A swan has been released back into the wild months after being shot in the head by an airgun.
The swan had been found in July on a stretch of the River Nene, in March, with blood coming from the wound.
Luckily, after months of treatment at the RSPCA East Winch Wildlife Centre, the swan was finally well enough to be released back onto the Nene by deputy chief inspector Jon Knight.
He said: “This poor swan suffered a traumatic injury as a result of this callous and cruel attack.
“It was touch-and-go for his first few weeks with us – we really did not know whether he was going to make it.
“But luckily he pulled through and was well enough to be returned to a similar area on the River Nene.”
The swan was discovered on July 1 in the Coldham Bank area.
In July RSCPA inspectors had found 23 air gun gas cartridges, in varying degrees of age, in a five-metre square area close to where the swan was found.

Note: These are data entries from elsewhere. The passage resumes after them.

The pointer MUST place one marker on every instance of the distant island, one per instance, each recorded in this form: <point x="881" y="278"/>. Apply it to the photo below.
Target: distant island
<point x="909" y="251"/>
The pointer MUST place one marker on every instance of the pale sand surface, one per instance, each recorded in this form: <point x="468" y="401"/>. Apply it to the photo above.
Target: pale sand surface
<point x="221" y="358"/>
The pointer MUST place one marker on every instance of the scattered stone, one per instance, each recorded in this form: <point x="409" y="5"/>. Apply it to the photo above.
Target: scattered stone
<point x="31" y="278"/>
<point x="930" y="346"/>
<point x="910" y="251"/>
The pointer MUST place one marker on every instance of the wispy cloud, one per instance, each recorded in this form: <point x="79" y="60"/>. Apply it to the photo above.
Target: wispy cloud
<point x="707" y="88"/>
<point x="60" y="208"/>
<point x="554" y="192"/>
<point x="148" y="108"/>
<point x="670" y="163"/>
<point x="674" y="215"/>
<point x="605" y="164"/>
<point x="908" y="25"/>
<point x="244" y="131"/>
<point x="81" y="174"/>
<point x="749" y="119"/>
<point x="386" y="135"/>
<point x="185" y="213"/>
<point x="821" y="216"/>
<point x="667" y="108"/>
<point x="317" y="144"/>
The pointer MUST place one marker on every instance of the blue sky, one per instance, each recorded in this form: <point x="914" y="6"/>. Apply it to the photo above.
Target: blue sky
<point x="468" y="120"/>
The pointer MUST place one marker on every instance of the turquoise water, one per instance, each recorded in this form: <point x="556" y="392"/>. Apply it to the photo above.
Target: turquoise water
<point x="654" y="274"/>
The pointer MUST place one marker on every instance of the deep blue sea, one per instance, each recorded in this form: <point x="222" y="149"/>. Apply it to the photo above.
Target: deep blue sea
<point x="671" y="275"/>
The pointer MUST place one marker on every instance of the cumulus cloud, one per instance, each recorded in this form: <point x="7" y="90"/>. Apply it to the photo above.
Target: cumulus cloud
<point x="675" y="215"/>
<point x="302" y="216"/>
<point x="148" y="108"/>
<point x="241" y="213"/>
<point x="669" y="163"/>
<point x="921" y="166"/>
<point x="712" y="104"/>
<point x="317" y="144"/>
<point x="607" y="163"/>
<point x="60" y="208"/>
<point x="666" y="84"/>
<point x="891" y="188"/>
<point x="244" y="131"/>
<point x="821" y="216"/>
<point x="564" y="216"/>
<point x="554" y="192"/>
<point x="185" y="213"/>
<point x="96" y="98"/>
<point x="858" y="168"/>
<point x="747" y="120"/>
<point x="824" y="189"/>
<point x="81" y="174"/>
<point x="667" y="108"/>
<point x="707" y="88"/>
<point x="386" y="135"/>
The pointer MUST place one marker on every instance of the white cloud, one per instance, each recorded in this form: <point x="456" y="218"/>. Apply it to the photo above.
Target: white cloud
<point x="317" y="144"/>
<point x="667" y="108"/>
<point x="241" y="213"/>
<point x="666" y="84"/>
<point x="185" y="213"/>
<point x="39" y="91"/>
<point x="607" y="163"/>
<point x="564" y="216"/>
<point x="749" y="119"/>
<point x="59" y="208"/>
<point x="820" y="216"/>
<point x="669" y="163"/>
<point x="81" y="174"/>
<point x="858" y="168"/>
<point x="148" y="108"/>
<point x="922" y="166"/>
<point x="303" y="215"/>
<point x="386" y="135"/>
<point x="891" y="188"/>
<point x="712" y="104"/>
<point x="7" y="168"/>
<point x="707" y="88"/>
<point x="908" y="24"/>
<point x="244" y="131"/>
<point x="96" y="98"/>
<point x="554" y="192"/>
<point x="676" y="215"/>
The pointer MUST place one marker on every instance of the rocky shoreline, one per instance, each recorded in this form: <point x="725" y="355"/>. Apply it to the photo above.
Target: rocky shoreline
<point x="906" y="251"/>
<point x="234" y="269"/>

X-rays taken at the Norfolk wildlife hospital revealed a metal pellet had lodged in his head.
Staff at the hospital have cared for the swan and helped to get him back into the wild.
Dep Chief Insp Knight said: “He was so peaceful and relaxed when I released him and just sailed off into the morning sun as if nothing had happened, immediately back at home. The perfect release.
“These happy endings are definitely the best bit of the job. It is just so wonderful to see animals back out there in the wild – where they belong.”
He has been aware of other shootings along the river in the past several years.
Those found causing unnecessary suffering to an animal could be fined £20,000 or face six months in jail under the Animal Welfare Act.
The East Winch hospital cares for injured birds, seals, hedgehogs and is often appealing for donations to support its work.